RiskPig also misses important similarities between Buffy and Firefly. Both, not surprisingly, share similar themes. They are, after all, both authored by Joss Whedon. Both explore issues like chosen families, and existentialist choice. Both are also heavily influenced by Whedon's love of classic cinema, the cinema of Alfred Hitchcock, Howard Hawks, and John Ford in particular. Firefly, for instance, is Ford's Stagecoach in space--a film that was adapted from Maupassant's brilliant short story "Boule de Suif"--and combined with the tough professionalism and chosen family themes at the heart of the films of Hawks.
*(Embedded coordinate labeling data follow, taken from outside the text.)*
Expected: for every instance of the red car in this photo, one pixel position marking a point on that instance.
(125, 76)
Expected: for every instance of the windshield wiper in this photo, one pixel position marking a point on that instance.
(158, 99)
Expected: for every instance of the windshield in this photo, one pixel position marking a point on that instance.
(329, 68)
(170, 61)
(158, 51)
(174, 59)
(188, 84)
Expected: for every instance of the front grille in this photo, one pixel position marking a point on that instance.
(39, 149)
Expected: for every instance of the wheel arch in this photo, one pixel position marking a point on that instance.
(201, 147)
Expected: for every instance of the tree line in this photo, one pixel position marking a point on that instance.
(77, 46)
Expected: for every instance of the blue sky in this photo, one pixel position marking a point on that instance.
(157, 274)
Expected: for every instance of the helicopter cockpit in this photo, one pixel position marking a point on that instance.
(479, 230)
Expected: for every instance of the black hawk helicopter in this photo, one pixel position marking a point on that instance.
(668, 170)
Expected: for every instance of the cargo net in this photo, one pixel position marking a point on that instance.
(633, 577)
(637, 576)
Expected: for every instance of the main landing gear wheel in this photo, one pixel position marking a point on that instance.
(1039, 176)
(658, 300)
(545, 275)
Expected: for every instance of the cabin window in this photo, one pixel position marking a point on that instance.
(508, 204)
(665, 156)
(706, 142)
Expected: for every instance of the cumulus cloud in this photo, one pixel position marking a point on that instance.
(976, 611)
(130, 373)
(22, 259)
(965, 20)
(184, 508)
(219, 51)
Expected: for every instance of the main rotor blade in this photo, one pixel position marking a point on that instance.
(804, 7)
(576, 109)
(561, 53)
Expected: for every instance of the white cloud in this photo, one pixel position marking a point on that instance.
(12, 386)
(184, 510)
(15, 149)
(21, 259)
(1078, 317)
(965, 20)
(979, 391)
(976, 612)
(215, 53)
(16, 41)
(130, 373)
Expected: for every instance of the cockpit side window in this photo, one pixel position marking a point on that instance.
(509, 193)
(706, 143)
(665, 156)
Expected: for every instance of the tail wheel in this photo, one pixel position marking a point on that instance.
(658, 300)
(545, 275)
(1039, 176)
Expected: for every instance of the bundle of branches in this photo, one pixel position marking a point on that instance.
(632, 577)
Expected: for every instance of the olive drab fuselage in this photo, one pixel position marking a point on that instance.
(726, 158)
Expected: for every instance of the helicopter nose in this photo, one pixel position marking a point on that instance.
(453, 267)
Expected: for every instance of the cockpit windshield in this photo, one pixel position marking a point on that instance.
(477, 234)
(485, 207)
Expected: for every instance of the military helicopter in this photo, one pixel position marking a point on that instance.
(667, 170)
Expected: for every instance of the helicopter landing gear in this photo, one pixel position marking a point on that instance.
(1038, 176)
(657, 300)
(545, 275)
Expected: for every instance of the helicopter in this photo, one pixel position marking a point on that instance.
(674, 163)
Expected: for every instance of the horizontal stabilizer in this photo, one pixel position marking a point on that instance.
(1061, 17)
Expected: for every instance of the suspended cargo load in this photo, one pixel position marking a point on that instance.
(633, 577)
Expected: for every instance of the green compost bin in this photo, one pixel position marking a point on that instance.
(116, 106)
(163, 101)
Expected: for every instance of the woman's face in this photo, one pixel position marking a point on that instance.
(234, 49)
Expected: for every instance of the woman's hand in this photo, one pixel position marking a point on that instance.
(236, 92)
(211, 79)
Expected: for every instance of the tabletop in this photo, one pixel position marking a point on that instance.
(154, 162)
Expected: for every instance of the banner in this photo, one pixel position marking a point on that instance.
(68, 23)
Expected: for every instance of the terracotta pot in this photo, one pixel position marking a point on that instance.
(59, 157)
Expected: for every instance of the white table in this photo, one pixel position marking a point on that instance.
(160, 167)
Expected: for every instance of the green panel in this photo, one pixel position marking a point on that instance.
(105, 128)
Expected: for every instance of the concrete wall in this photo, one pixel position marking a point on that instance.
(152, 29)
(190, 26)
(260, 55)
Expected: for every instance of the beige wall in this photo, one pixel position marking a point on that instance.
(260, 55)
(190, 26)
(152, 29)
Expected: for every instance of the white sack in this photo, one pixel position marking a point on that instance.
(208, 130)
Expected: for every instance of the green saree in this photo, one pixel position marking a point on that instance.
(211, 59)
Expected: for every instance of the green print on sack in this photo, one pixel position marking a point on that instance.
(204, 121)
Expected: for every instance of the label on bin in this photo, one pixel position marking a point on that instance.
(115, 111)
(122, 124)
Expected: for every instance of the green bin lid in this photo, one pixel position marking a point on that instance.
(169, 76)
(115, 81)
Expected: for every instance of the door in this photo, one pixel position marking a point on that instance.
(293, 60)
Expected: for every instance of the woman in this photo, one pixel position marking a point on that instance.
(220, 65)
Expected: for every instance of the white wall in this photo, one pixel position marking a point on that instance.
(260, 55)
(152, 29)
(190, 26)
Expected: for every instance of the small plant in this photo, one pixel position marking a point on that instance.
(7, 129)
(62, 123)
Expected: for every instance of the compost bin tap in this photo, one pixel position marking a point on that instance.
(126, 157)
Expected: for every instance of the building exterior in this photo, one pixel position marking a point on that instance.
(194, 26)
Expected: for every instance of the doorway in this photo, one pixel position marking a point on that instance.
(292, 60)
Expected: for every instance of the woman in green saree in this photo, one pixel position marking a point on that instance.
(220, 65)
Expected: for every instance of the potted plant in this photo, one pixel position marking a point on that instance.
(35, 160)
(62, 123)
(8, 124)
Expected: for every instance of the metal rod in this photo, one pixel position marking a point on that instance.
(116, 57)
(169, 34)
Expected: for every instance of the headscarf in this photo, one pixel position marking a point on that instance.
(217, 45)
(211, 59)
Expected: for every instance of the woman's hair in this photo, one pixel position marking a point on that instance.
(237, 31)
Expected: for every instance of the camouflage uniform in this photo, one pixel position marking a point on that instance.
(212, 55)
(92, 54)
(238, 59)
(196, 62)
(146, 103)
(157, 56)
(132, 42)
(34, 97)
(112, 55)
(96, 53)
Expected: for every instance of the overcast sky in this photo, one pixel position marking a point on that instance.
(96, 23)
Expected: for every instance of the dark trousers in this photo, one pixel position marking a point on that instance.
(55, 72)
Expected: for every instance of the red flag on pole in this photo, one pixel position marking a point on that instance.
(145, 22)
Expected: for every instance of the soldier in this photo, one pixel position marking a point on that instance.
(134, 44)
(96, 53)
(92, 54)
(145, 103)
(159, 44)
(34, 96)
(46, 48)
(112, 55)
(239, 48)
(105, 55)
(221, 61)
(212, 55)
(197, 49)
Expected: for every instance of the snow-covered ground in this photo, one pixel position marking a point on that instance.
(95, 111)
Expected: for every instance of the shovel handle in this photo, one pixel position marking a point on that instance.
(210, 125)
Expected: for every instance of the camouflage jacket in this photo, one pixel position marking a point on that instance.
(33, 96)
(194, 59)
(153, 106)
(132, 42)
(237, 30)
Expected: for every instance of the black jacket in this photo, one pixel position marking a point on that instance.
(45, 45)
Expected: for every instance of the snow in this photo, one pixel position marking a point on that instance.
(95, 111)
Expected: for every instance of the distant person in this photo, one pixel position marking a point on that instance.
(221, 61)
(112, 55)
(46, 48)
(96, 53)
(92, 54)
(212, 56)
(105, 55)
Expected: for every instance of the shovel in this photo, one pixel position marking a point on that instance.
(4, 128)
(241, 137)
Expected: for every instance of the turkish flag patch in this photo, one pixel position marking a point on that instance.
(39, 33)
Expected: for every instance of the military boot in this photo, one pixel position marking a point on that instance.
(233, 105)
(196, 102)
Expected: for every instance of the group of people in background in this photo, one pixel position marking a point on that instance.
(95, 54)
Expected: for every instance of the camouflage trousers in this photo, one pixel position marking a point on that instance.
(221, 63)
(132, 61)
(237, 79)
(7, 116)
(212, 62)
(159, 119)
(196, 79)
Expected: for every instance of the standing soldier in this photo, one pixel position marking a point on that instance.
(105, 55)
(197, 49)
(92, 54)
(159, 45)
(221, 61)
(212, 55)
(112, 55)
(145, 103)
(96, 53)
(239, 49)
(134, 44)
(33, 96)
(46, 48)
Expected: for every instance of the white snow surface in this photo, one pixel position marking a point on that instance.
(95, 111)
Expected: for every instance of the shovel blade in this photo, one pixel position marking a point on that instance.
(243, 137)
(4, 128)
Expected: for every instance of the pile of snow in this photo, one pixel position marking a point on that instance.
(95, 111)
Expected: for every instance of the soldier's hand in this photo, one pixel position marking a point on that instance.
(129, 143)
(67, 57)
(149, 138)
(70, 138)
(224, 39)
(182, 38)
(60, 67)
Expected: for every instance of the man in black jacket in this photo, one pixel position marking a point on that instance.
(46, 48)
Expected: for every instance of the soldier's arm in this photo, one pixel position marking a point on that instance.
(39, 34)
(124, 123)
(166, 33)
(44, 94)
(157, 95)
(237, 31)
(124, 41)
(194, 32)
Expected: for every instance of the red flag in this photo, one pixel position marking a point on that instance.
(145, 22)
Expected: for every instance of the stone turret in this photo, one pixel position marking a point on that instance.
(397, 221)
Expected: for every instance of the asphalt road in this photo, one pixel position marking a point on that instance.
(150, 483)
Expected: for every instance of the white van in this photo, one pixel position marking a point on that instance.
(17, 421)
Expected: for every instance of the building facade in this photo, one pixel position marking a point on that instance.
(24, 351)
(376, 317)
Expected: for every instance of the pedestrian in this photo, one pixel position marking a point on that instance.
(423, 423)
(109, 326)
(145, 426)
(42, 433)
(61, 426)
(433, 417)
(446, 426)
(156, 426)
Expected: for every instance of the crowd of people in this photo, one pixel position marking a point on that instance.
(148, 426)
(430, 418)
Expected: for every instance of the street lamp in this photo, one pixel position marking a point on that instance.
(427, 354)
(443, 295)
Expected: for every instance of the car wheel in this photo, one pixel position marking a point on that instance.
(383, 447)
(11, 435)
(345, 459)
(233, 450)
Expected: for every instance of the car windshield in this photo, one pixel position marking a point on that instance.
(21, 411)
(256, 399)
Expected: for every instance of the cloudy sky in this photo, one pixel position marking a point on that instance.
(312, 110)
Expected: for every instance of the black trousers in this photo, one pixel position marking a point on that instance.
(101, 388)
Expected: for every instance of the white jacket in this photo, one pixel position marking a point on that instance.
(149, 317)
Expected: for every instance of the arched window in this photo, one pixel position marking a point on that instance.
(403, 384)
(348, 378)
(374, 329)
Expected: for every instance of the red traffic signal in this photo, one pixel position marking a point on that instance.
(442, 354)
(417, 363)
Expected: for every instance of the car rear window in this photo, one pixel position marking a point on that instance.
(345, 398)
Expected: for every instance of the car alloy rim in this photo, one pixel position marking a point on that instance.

The suspense in both Buffy and Firefly is, of course, quite indebted to Hitch, the master of the thriller who no one working in the industry today can come close to matching. 

Finally, what RiskPig, like most of her other amateur fellow "reactors" typically miss is the fact that literature, films, and television, are not real and can never be real anymore than opera or operetta can be "real". Even documentaries are manipulated through the use of editing and music, to note just two ways docs are manipulated by their makers. It is this uninterrogated faith, a faith akin to a belief in resurrection, the virgin birth, or reincarnation, in "realism" or naturalism, a term I have never heard one "reactor" use, that is a major problem in the "reactions" of most YouTube reactors. It is a faith, an almost cult like faith, which has socially and culturally constructed a very narrow and parochial conception of aesthetics, a term I really shouldn't use for "reaction" videos, a conception of aesthetics that deletes other approaches to art--allegorical, impressionism, expressionist, dadaist, surrealist, theatrical--from its approach to art. It is a narrow conception of art which would celebrate a colour photograph of the Rouen Cathedral by a tourist as superior to the impressionist paintings of the same cathedral by Claude Monet because it is more "real". One wonders if these true believing amateurs are even aware of the fact that Monet painted the cathedral in different ways in order to, paradoxically, capture how the cathedral looked like at different times of the day in different light, to capture it more realistically or scientifically, in other words They certainly don't seem to aware of the fact that notions of realism have differed across time and continue to differ in Western theoretical discourses.